Ohio Supreme Court to hear Clark County birth certificate gender correction case

A split Ohio Supreme Court agreed to hear a case in which a Clark County judge denied a transgender woman’s request to correct her birth certificate, resulting in divided court rulings and guidance on the issue.

The Associated Press first reported that attorneys for the Clark County woman are challenging the probate judge’s ruling, upheld by the state’s 2nd District Court of Appeals. Her attorney argue the rulings run counter to a federal court decision, an Ohio Department of Health certificate change process, a Supreme Court probate form allowing for gender corrections, and procedures in more than a dozen other Ohio probate courts.

The Supreme Court ruled 4-3 Tuesday to accept the Clark County case.

The Clark County judge improperly ruled that nothing in state law gives probate judges authority to correct gender on a birth certificate unless it was originally made in error, according to an Aug. 1 court filing by the woman's attorneys asking the high court to hear the case.

Clark County Probate Judge Richard Carey’s Nov. 12, 2021, decision said he had no evidence that listing the birth certificate as male rather than female was in error.

“The court recognizes that the petitioner believes that there was an error in the assignment of her sex marker on her birth record. Unfortunately, and by her own admission, her anatomy contradicts this posture,” Carey wrote in his ruling.

The transgender woman, with the help of the Equality Ohio Legal Clinic, in October 2021 sought to correct the sex marker on her birth certificate in Clark County, where she was born, according to her appeal filed on Aug. 1 with the Ohio Supreme Court.

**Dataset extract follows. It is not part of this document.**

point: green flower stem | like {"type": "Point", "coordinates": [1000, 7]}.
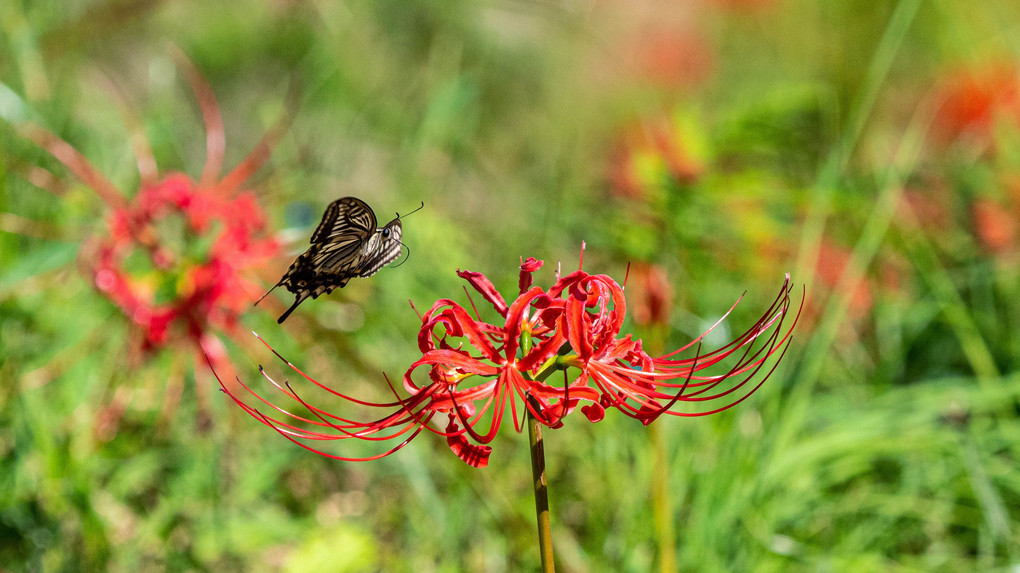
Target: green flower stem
{"type": "Point", "coordinates": [541, 490]}
{"type": "Point", "coordinates": [539, 465]}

The woman submitted an application for correction to her birth records, a process that included submitting affidavits from herself, her therapist and a clinical psychologist, with the Clark County Probate Court, which had previously authorized the change of her legal name. The probate court ultimately denied the woman’s application for the birth record correction.

The probate court did not deny the documents and testimonial evidence submitted by the woman; rather, it ruled it lacked the authority to issue a sex marker correction, according to Carey’s decision.

The woman’s attorneys argued that the state health department updated its process to allow for birth certificate corrections after Ray v. McCloud, a federal court in 2020, found unconstitutional Ohio’s rule prohibiting changes to gender on birth certificates.

Carey’s ruling said the statue allows courts to act when a birth certificate “has not been properly and accurately recorded,” but Carey said he had no evidence of an error.

“The court has before it no other evidence that the indication of ‘male’ versus ‘female’ on the birth certificate in question was erroneous. To that end, this court must find that the birth certificate at bar was ‘properly and accurately’ recorded. Accordingly, it cannot be ‘corrected.’”

Carey wrote in his ruling that the court took “no satisfaction in frustrating the genuine desire” of the woman to “change her birth record.”

“This court, however, is bound to apply the law of the State of Ohio as it currently is written,” he wrote.

The state Supreme Court issued a form in August 2021 allowing probate courts to correct gender under state law, her attorneys said.